Ah yes, the pain attacks. What was that like, you ask? Quite a bit like hell.

My back would be seized in spasm for as long as two hours. I would sit in my chair or lay in my bed or writhe on the couch, completely unable to move myself while my left arm would curl in to protect my chest, fist clenched. Sometimes my right would join it. I’d weep and struggle through the pain to describe how I was feeling, believing that holding a conversation would help diagnostically. The pain is categorically a 10, though I’d still find new 10s from day to day. Jakki took a video once. I can’t watch it. Thinking about watching it puts tears in my eyes. Simply talking about it used to make me well up until recently.

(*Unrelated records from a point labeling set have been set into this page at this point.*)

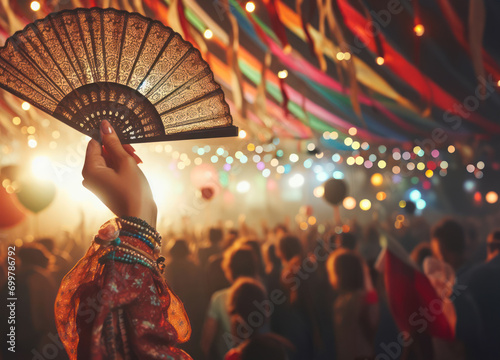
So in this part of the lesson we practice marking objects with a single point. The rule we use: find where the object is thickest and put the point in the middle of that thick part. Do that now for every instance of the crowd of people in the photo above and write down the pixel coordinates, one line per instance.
(283, 293)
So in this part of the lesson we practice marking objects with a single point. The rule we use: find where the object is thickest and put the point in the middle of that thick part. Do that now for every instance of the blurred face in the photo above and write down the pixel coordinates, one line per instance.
(436, 249)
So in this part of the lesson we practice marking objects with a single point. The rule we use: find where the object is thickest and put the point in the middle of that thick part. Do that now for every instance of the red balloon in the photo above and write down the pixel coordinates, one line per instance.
(10, 210)
(207, 193)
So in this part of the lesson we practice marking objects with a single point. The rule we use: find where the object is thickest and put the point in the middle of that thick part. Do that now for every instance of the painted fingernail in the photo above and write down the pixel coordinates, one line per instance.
(106, 127)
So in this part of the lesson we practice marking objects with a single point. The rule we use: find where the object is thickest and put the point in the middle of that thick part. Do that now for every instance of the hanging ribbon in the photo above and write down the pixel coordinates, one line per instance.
(477, 19)
(276, 24)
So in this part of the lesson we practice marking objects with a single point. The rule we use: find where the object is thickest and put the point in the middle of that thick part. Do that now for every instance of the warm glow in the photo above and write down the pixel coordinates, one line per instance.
(491, 197)
(283, 74)
(419, 29)
(250, 6)
(35, 5)
(208, 34)
(349, 203)
(377, 179)
(243, 187)
(319, 191)
(365, 204)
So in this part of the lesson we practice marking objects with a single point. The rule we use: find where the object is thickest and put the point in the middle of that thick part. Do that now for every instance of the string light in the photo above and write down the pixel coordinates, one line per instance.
(419, 29)
(208, 34)
(283, 74)
(35, 5)
(250, 6)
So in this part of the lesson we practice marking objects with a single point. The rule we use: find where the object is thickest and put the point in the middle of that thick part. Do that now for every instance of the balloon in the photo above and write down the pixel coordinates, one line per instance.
(335, 191)
(10, 211)
(207, 192)
(36, 195)
(410, 207)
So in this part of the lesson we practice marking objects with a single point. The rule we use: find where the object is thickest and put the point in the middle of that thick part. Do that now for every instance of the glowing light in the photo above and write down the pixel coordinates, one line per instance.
(41, 167)
(365, 204)
(296, 181)
(349, 203)
(208, 34)
(283, 74)
(419, 29)
(35, 6)
(243, 187)
(319, 191)
(421, 204)
(415, 195)
(491, 197)
(377, 179)
(250, 6)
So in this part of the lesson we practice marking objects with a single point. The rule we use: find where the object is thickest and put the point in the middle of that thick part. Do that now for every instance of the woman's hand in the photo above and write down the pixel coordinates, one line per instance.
(112, 174)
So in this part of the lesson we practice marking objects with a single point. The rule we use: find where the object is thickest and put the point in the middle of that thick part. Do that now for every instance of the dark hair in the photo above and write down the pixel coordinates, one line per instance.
(420, 252)
(180, 249)
(215, 235)
(450, 235)
(289, 247)
(494, 246)
(243, 295)
(238, 262)
(348, 240)
(347, 267)
(265, 347)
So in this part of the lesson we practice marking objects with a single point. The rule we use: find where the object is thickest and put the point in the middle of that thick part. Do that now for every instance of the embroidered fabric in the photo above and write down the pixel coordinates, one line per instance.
(115, 310)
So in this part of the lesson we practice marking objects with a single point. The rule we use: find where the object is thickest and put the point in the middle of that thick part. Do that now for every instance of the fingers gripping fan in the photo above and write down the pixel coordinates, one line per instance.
(86, 65)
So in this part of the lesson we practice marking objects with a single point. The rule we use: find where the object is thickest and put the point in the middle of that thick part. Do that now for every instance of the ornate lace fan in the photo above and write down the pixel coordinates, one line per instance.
(85, 65)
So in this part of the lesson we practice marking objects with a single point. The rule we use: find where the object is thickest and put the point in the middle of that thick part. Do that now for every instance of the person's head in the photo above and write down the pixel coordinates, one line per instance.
(345, 271)
(493, 245)
(347, 240)
(265, 347)
(215, 236)
(448, 242)
(420, 252)
(239, 261)
(180, 250)
(35, 254)
(289, 247)
(247, 306)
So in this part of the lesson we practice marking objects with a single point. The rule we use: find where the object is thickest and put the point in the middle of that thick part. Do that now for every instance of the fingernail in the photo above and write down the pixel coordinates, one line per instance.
(106, 127)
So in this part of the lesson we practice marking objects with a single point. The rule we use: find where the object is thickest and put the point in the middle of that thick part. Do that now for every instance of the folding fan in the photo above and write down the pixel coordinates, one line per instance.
(86, 65)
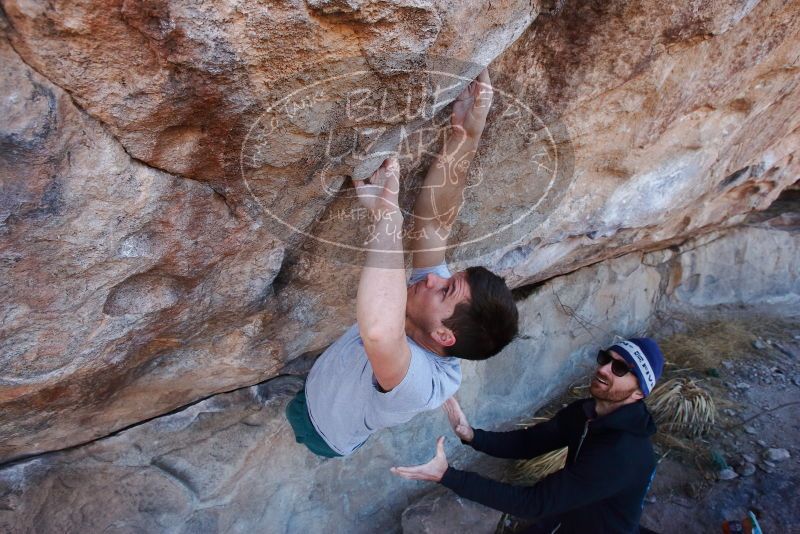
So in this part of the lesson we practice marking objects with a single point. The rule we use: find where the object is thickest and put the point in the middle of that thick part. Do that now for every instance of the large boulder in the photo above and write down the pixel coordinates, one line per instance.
(230, 463)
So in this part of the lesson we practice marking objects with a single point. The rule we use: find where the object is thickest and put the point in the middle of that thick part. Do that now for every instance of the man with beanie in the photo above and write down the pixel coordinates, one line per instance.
(610, 460)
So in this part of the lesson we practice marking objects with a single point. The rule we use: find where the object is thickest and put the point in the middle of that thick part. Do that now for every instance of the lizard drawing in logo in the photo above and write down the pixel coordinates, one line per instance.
(473, 101)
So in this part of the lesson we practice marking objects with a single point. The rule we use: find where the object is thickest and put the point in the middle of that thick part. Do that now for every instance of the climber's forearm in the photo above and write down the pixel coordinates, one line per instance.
(381, 300)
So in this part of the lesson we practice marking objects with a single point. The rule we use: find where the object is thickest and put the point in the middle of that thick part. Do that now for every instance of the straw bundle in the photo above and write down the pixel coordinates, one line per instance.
(680, 406)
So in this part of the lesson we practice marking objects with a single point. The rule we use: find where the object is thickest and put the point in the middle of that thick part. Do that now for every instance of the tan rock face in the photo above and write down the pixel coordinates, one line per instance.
(140, 270)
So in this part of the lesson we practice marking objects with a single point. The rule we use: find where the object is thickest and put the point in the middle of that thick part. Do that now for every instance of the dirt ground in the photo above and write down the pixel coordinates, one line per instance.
(749, 362)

I’d regale my therapist of tales of my quest to find a cure to whatever it was that I was experiencing or how I was stuck in a monument to my failure to keep up my end of the bargain while we’d continue this amazing life of travel. I began using marijuana to fill in the gaps in pain so that I could at least be awake for my day, opting to avoid opioids. Jakki would do all of the research for my next steps, partially because I feared the answers that I wouldn’t find, but mostly because I’m deeply afraid that I’ll begin emulating whatever symptoms I think apply to my situation.

My pain events began occurring 3 to 4 times a day, lasting between 1 and 2 hours at a time. Between 3 and 8 of my waking hours were spent at a 10 (or 12), but most of my day was coasted at a 7. I’d get good at spotting the feeling of an attack coming on about an hour or so before. My symptoms would onset with such regularity that I could have a general estimation of how long I’d have before I was busy for a while.

At some point, my spasms made it nearly impossible for me to walk more than 10 or 12 steps before collapsing in pain. We would acquire a wheelchair, and were lovingly gifted a car, and Jakki was there every step of the way. Meanwhile, my general practitioner in Portland is gently pushing me to try anti-depressants and anti-anxiety medications.

At this point, we’d run out of ideas and tests. I began speaking to a second therapist, one who specializes in Pain Reprocessing, and I am endlessly grateful for the opportunity to work with her. Speaking to a second therapist felt like a privilege that I didn’t deserve; a fear I’d see soon realized when my first therapist said she could no longer see me because I was stuck in another state and the Covid relaxation of rules was ending.

The guilt of how much this is costs us weighed heavily on my heart and I began to wonder if this is just my life now, managing debilitating pain without any institutional help or acknowledgement. Jakki never gave up, even though it was pretty clear that I had. A few times before, she’d brought something up. “Just something to think about,” She’d say. Again, she presented me with that same curious question: What about Ketamine?

And so that’s where my story begins.

Thank you for indulging my theatrics; I needed to introduce the background. I’m still putting the finishing touches on gathering my thoughts together on this part of my private therapy exercise. This short story ends the prelude to The Ketamine Chronicles: Microcosms and Macrocosms.

Narratively, I think it’s easier to break the story up, so I’ll be presenting it in 7 Parts. I’ll come back and update these links as I post the parts.

1) Introduction and Misconceptions
2) Lost and Found - Emotional Unawareness and Avoidance
3) Inner Comms
4) Learning to Love (Myself) Again
5) Learning How to Cry - Emotional Release is not Feeling
6) Trudy - Darkness and Unconditional Love
7) The Complete Soul - Friendship and Spirituality

Is this a bit much? Isn’t this all a bit heady and pretentious? Of course it is, but I’ll allow it. Case dismissed.